思えば予想できることではあった、ネームドがモブ相手に敗死することなどまず無い。あるとしたら自決ロールプレイの一種として、自分のレスで自分のキャラを敵モブに討ち取らせる参加者もいるかな……くらい。
それこそ1000人のモブ敵兵に囲まれようと、天魔爆炎だの天魔最終だの大魔法をぶっ放せるネームドなら半壊させて突破しかねないし、そうでないネームドでも「機転を利かせて脱出した」くらいはやる。そしてそれを阻止に出てくるのは、当然相手側のネームド……となるのだろうから
(そもそもネームドを討ち取れるようなモブとなると、それこそ「相手側のネームドが指揮するモブ」辺りだろう……と考えてしまえば、結局ネームド対決の範疇からは、逃れられていないことが分かるはず。)
出来るか出来ないかの話なら、出来るはずだ。ヘルハンプールの最後のバトルフィールドが、まさにバトルフィールドの登録票を用いた攻城戦ロールプレイという形で行われていたのだから。
ヘルハンプール公国・会議室
http://zephyr.s9.xrea.com/hell/treasure/last_log/hell_room/index.html
使用できる技・魔法と装備・アイテムを制限できる、バトルフィールドの登録票の形式は、参加キャラクターの無敵・万能化を防げる(とくに能力の後出しによる泥仕合を防げるという利点は大きいはず。)
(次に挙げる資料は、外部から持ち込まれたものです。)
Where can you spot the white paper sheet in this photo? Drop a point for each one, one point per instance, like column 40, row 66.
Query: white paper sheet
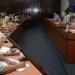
column 20, row 69
column 4, row 49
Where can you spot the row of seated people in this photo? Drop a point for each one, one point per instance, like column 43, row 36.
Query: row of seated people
column 12, row 66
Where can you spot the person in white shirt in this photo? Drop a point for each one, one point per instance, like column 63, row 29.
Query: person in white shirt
column 12, row 66
column 66, row 18
column 56, row 17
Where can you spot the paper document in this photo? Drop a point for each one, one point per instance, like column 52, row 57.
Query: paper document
column 20, row 69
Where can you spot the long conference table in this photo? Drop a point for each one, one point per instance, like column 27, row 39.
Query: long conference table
column 13, row 37
column 64, row 41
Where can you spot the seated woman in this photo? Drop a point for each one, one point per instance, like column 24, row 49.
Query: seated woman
column 12, row 66
column 73, row 20
column 56, row 17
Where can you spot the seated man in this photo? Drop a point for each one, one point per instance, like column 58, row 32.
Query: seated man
column 73, row 20
column 12, row 66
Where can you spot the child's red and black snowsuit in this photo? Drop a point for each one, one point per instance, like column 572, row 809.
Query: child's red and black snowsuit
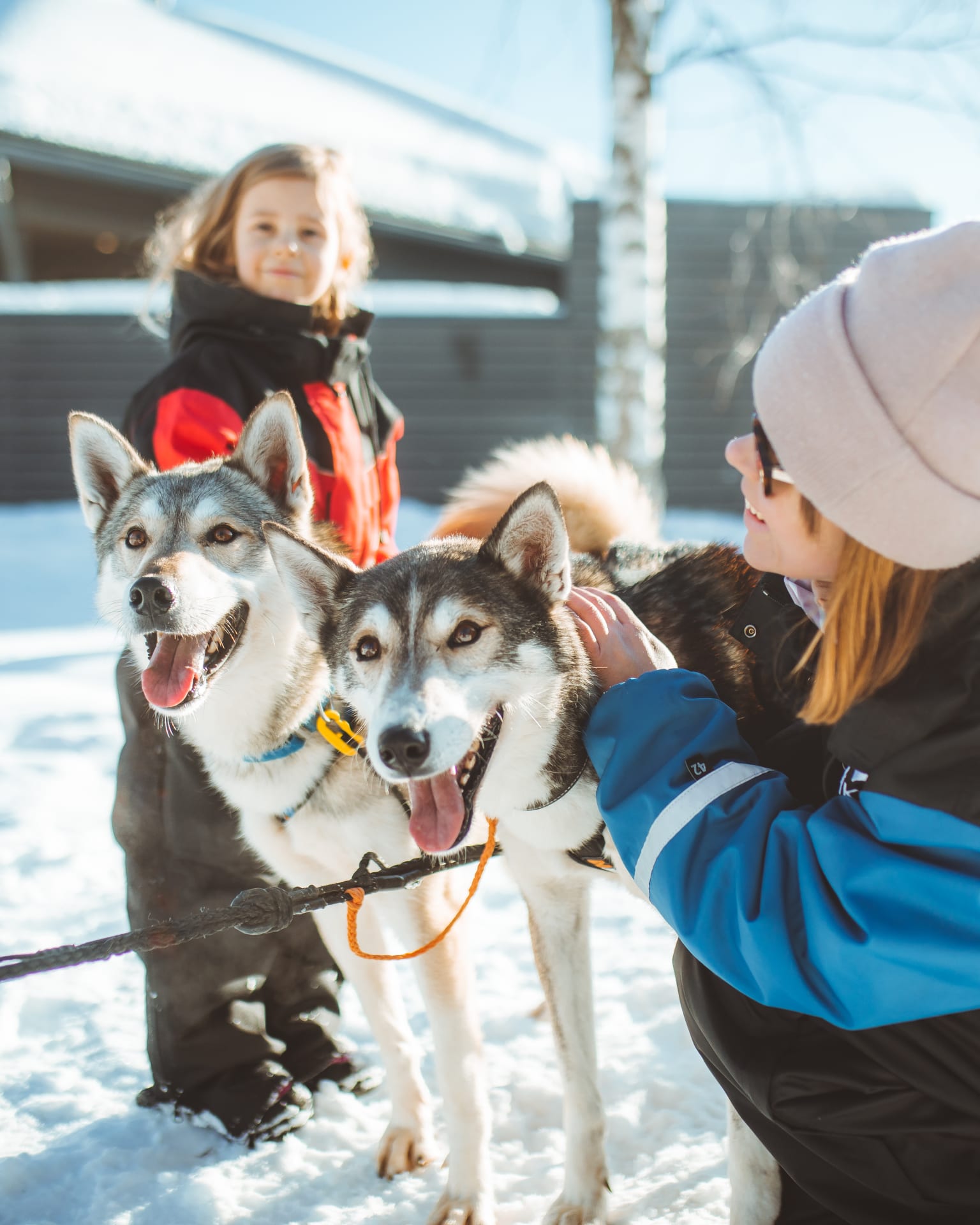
column 227, row 1014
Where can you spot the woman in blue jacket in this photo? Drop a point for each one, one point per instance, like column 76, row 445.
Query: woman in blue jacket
column 828, row 910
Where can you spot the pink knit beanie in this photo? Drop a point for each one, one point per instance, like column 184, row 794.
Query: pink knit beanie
column 870, row 395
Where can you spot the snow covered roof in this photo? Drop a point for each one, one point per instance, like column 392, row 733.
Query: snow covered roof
column 169, row 86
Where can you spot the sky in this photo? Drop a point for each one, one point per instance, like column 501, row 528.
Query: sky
column 805, row 119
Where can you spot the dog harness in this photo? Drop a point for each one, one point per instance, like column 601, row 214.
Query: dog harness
column 592, row 852
column 335, row 728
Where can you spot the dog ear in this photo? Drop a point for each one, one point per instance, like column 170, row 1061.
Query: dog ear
column 103, row 463
column 532, row 543
column 311, row 576
column 271, row 451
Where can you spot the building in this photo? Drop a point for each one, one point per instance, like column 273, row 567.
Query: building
column 488, row 269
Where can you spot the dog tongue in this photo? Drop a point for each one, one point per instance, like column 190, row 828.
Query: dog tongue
column 436, row 812
column 173, row 668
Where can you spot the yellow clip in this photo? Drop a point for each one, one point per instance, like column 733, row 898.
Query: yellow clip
column 345, row 740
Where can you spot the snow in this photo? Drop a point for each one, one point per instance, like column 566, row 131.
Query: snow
column 78, row 1152
column 163, row 86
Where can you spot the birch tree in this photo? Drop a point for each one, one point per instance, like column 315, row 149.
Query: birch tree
column 632, row 303
column 632, row 330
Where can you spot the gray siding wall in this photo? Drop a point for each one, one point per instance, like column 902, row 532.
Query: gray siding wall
column 467, row 385
column 464, row 385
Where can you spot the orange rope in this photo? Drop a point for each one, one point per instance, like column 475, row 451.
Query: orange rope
column 355, row 900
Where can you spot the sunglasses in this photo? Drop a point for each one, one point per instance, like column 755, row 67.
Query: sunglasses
column 768, row 466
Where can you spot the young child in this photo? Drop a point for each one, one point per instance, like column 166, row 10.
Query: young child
column 261, row 264
column 828, row 935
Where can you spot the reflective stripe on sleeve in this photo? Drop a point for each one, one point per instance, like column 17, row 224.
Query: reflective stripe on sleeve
column 685, row 808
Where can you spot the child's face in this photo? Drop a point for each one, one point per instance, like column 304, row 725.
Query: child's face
column 286, row 245
column 777, row 538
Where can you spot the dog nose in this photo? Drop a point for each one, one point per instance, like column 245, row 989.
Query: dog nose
column 151, row 595
column 403, row 749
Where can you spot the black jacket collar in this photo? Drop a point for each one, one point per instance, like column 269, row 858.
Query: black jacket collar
column 202, row 306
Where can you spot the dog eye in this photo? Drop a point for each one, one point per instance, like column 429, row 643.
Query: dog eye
column 368, row 647
column 464, row 635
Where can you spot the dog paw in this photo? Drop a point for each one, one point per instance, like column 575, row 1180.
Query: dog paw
column 403, row 1149
column 564, row 1212
column 462, row 1210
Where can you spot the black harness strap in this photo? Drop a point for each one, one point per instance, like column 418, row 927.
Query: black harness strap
column 592, row 853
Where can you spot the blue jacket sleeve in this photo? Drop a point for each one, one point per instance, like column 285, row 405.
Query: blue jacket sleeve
column 864, row 912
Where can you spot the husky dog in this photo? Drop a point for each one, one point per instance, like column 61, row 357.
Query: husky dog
column 186, row 575
column 475, row 689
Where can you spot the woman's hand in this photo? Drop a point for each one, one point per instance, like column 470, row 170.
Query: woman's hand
column 618, row 642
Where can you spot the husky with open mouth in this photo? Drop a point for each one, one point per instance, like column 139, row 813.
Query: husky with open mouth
column 185, row 574
column 466, row 668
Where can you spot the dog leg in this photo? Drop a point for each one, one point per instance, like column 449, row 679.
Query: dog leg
column 754, row 1174
column 447, row 986
column 559, row 914
column 407, row 1142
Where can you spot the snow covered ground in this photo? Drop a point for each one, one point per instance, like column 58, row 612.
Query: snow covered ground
column 75, row 1148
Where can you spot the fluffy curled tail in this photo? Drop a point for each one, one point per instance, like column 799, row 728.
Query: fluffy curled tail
column 603, row 501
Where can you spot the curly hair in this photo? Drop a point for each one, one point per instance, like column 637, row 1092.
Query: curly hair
column 198, row 233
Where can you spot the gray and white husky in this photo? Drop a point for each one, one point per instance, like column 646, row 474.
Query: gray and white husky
column 185, row 574
column 475, row 689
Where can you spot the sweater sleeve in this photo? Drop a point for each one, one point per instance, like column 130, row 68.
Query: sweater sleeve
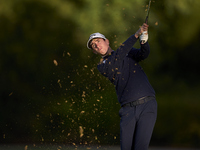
column 110, row 65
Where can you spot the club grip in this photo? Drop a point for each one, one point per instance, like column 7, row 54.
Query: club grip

それと同時に「私は戦えません」みたいな顔をした非戦闘系の参加キャラクターにも、ある程度ではあっても「登録票の項目を埋める」という形で「戦える手段=武器・技を用意する」誘導になったはず(実際の話、戦争RPに参加しながら、自身に戦闘力が無い上に、モブ兵士を指揮する気もない、というキャラクターの扱いは、難しいところがあったと思う。)
ただし抜け道として「必要な能力・アイテムを持たせたサブキャラ・モブキャラを、その都度生やして使う」を封じることは難しかっただろう。
まあサブキャラ・モブキャラが居なければ、話が回らないのも事実だ(言ってしまえば一般市民や一般兵士はモブキャラだし、それをまとめる街の有力者や兵士隊長はサブキャラの扱いになってしまうだろうから。)
それでも、展開が「最終的にネームド同士の一騎打ちに帰結」するのなら、そのネームド同士の一騎打ちを制御する手段として、参加プロフィールのフォーマットにBF登録票の形式を使う意味があったかもしれない。
また、バトルフィールド由来のプロフィールを記述されていないサブキャラ・モブキャラは、ネームドと同等に扱う必要はない(一方的にやられても文句は言えない)という区別としても、使えたかもしれないなと。
《参加プロフィールとして使うなら》
もし自分のキャラクターのバトルフィールドの登録票を、戦争RPの参加プロフィールに使うなら、別の記事にコメントとして投げていたコレから……
https://imgur.com/iBzICWU
お供の妖精を使う「姿消しの術から縫い針の剣で刺す(d.『Fairy Attack』)」技を、対モブ集団との戦闘を想定して「爆風の呪文互換(d'.『Fairy Magic』)」に入れ替えて、それでだいたい完成とする感じか。
当時のキャラクター方向としても、基本的に戦闘に特化してそれ以外は考慮しない立ち位置だったので、悩むことはそこまで無い。